OK. About time you flex your wifey muscles and teach your bad boy something about marriage.

You need to put your foot down and define some marital boundaries for your husband.

*Boundary # 1:* Honey, when I cook a meal for you at home, you need to come home and eat it like a "good boy."

If you disrespect my time and effort put into cooking meals for you at home, you are welcome to cook your own meal(s) at home then. I will wait for you to apologize.

*Boundary # 2:* Honey, you are allowed to go out on dates and watch movies in cinema with ME - your wife.

If you do this with a female colleague, you will NOT be sleeping in [our] bed but on the couch. Your interactions with your colleagues are supposed to be professional. Your time after office hours belong to ME - your wife.

No _ifs_ and _buts_.

Be calm, composed and firm while conveying these boundaries to him.

Give him some "consequences" for how he seems to treat you.


----------



## Lostinthought61

Sadly your marriage is in trouble, first and foremost your husband does not respect you, your time and your feelings. May i ask how long you both have been married? Now as for the dinner and movie out with colleagues without even including you nor getting a hold of you early on before you started dinner is also a demostration of disrepect....is he having an affair or on the road to an affair i can't be sure but something you can be sure of is that he never considered your feelings in any of this. Let me ask you this, sometimes men are to dense to see their own actions and you need to demostrate how really insensitive they are, what would happen if he came home and found no dinner for him, you out with friends and coming home late how would he take it? I know this falls in the camp of passive agressive behavior but showing how he is treating you and hurting you might be better than telling him....it might be the spark you both need to start a honest dialogue between each other.


----------



## D0nnivain

Your husband is not insensitive. He is outright rude. 

I have bad news for you. He went on a double date last night. No married man goes on a last minute out to dinner & a movie with work colleagues. The minute you said you were making dinner is butt should have been home with you. 

For him to carry on chatting with these people shows they have a higher priority to him then you do. 

Your marriage needs help now or it needs to end. .


----------



## elliblue

I assume your husband already checked out off your marriage. That is why he went to sleep.
He is in love with one of the co-workers for sure.

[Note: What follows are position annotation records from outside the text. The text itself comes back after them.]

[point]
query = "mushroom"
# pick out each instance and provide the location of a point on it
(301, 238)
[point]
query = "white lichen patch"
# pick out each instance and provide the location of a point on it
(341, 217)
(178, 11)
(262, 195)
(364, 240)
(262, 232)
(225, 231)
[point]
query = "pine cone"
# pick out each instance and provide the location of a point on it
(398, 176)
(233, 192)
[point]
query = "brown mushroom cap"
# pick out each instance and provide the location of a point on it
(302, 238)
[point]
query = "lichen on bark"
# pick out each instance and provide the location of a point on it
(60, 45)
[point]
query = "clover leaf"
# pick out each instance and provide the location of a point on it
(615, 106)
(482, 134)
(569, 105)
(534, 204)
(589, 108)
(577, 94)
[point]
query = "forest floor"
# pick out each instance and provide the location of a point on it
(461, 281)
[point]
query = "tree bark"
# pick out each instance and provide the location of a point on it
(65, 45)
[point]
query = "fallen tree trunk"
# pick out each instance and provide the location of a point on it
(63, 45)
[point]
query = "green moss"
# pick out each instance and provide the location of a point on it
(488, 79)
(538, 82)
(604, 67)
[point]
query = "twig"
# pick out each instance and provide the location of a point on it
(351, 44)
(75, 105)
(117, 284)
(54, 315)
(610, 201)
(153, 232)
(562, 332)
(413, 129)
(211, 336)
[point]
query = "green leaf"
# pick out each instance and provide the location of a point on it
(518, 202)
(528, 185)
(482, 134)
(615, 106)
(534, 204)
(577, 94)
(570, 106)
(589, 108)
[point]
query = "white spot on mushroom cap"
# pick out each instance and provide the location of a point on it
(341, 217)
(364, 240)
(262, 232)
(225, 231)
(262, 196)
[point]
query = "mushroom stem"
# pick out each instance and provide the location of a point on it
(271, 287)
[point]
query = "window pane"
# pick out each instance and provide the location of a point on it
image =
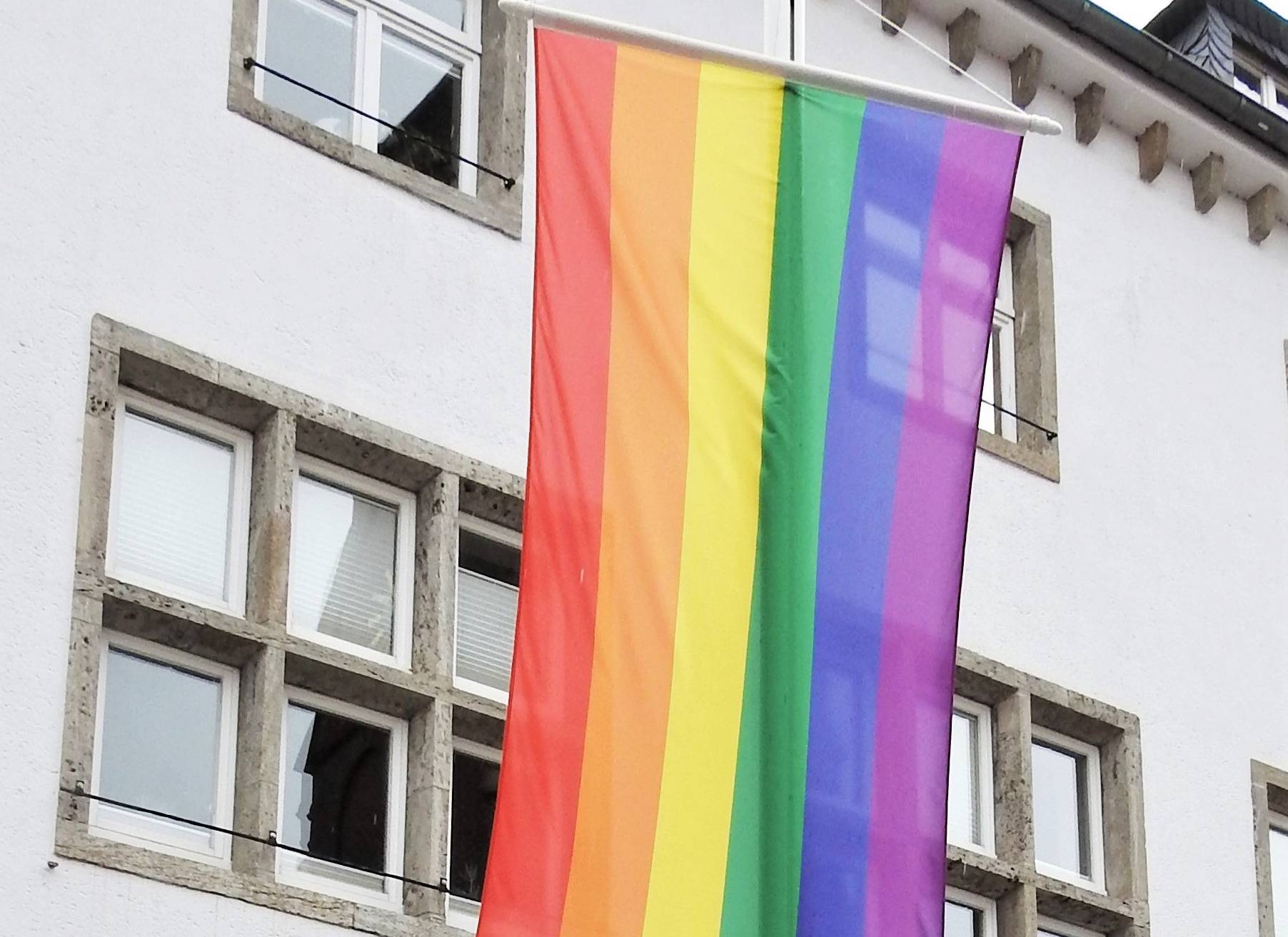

He is full off himself and emotionally (b)locks you out to protect his growing relarionahip with his co-worker. 

If I was you, I'd pack my things and go.
He is testing the waters with an other woman infront of you. He doesn't even put much effort into hiding it from you. Chances are great, he'll dump you once he is certain he can be with the other woman.

I am concerned he isn't looking for an affair. He is looking for a replacement. 

From what I read your feelings seem absolutely valid. But It isn't about lack of respect. It is about your relationship being in big, big trouble.


----------



## Evinrude58

Don’t pack your things and go, however. He needs to be the one packing. Yes he’s dating a coworker, nothing cute about it. See a divorce attorney. No way should you tolerate this.


----------



## Marc878

Go online and check your phone bill for his data on texts and calls.


----------



## frenchpaddy

how is your relationship apart from this , and how is your sex life ???? 

It looks like he is blackmailing you trying to make to jealous or he is just stupid how much damage he did last night


----------



## Bulfrog1987

In his silence maybe he actually VALIDATED exactly what you’re feeling. Unfortunately.


----------



## MissBlue

unfortunately he’s just not that into you. Time to cut your losses before it gets worse and you have kids plus you lose your youth. You can still find happiness with someone else


----------



## Leeame

Bulfrog1987 said:


> In his silence maybe he actually VALIDATED exactly what you’re feeling. Unfortunately.


Yes. Sometimes getting no response is the loudest reply you can get


----------